Connect to Azure Data Explorer using Apache Spark for Azure Synapse Analytics
This article describes how to access an Azure Data Explorer database from Synapse Studio with Apache Spark for Azure Synapse Analytics.
- Create an Azure Data Explorer cluster and database.
- Have an existing Azure Synapse Analytics workspace, or create a new workspace by following the steps in Quickstart: Create an Azure Synapse workspace.
- Have an existing Apache Spark pool, or create a new pool by following the steps in Quickstart: Create an Apache Spark pool using the Azure portal.
- Create an Azure Active Directory (Azure AD) app by provisioning an Azure AD application.
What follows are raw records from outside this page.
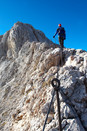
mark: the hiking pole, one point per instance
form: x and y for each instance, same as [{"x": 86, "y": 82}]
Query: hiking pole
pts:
[
  {"x": 49, "y": 110},
  {"x": 56, "y": 88}
]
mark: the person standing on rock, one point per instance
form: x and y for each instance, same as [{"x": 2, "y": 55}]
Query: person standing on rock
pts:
[{"x": 61, "y": 35}]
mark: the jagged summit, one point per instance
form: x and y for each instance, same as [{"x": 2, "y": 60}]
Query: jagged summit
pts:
[
  {"x": 28, "y": 63},
  {"x": 12, "y": 41}
]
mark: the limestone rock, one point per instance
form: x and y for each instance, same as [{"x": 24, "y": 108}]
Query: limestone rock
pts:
[{"x": 28, "y": 63}]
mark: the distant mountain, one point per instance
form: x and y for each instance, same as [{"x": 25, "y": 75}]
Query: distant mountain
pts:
[{"x": 28, "y": 63}]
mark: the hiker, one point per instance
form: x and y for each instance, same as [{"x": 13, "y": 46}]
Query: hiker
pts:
[{"x": 61, "y": 35}]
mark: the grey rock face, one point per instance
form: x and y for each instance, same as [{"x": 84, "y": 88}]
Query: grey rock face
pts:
[{"x": 28, "y": 63}]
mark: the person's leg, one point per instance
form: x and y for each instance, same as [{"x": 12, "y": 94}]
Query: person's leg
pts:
[{"x": 61, "y": 42}]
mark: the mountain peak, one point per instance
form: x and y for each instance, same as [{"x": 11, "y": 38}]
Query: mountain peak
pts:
[{"x": 12, "y": 41}]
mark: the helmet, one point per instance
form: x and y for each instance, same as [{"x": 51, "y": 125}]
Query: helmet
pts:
[{"x": 59, "y": 25}]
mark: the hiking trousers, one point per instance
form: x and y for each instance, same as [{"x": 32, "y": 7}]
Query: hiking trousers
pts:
[{"x": 61, "y": 41}]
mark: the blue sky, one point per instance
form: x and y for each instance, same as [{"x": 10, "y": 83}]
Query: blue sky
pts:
[{"x": 45, "y": 15}]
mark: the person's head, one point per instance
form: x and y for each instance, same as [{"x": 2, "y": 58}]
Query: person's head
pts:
[{"x": 59, "y": 25}]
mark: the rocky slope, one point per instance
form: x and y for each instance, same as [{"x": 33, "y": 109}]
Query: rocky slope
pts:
[{"x": 28, "y": 63}]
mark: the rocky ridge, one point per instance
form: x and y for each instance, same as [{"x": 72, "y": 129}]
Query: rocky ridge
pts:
[{"x": 28, "y": 63}]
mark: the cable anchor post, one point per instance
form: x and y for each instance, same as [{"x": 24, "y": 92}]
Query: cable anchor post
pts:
[{"x": 56, "y": 84}]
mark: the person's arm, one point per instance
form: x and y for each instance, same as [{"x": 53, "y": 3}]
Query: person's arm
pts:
[{"x": 55, "y": 33}]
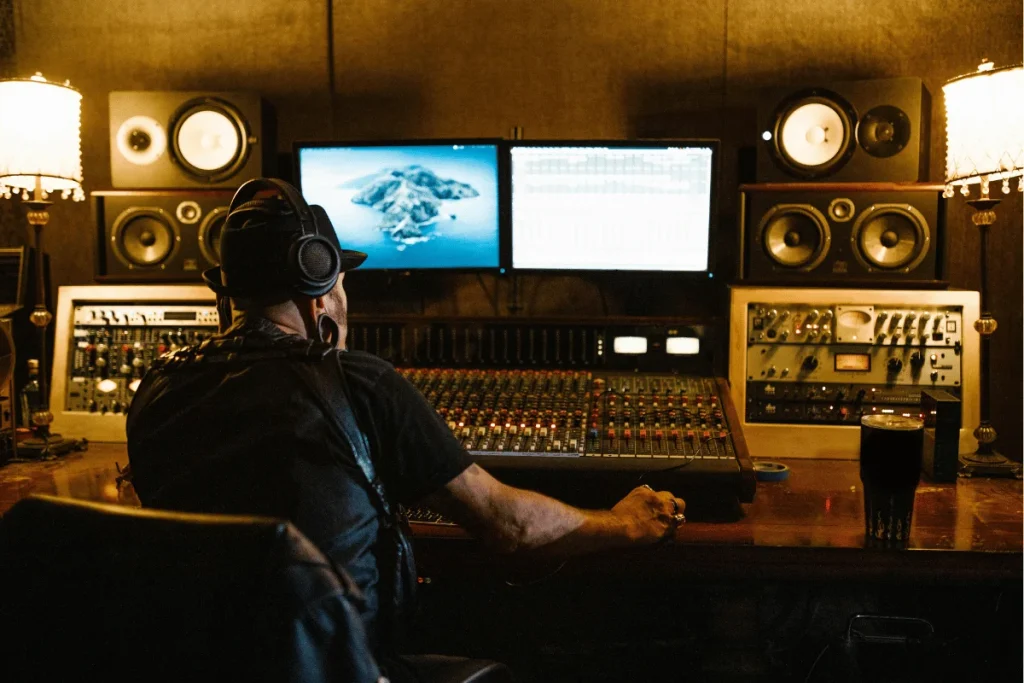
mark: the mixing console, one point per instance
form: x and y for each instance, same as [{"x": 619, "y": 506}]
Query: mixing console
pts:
[
  {"x": 580, "y": 411},
  {"x": 646, "y": 418}
]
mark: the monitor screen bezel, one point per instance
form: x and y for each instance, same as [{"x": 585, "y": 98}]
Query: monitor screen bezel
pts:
[
  {"x": 649, "y": 143},
  {"x": 504, "y": 194}
]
- Grant your Azure AD app access to your database by following the steps in Manage Azure Data Explorer database permissions.
Go to Synapse Studio
From an Azure Synapse workspace, select Launch Synapse Studio. On the Synapse Studio home page, select Data to go to Data Object Explorer.
Connect an Azure Data Explorer database to an Azure Synapse workspace
Connecting an Azure Data Explorer database to a workspace is done through a linked service. With an Azure Data Explorer linked service, you can browse and explore data, read, and write from Apache Spark for Azure Synapse. You can also run integration jobs in a pipeline.
From the Data Object Explorer, follow these steps to directly connect an Azure Data Explorer cluster:
Select the + icon near Data.
Select Connect to connect to external data.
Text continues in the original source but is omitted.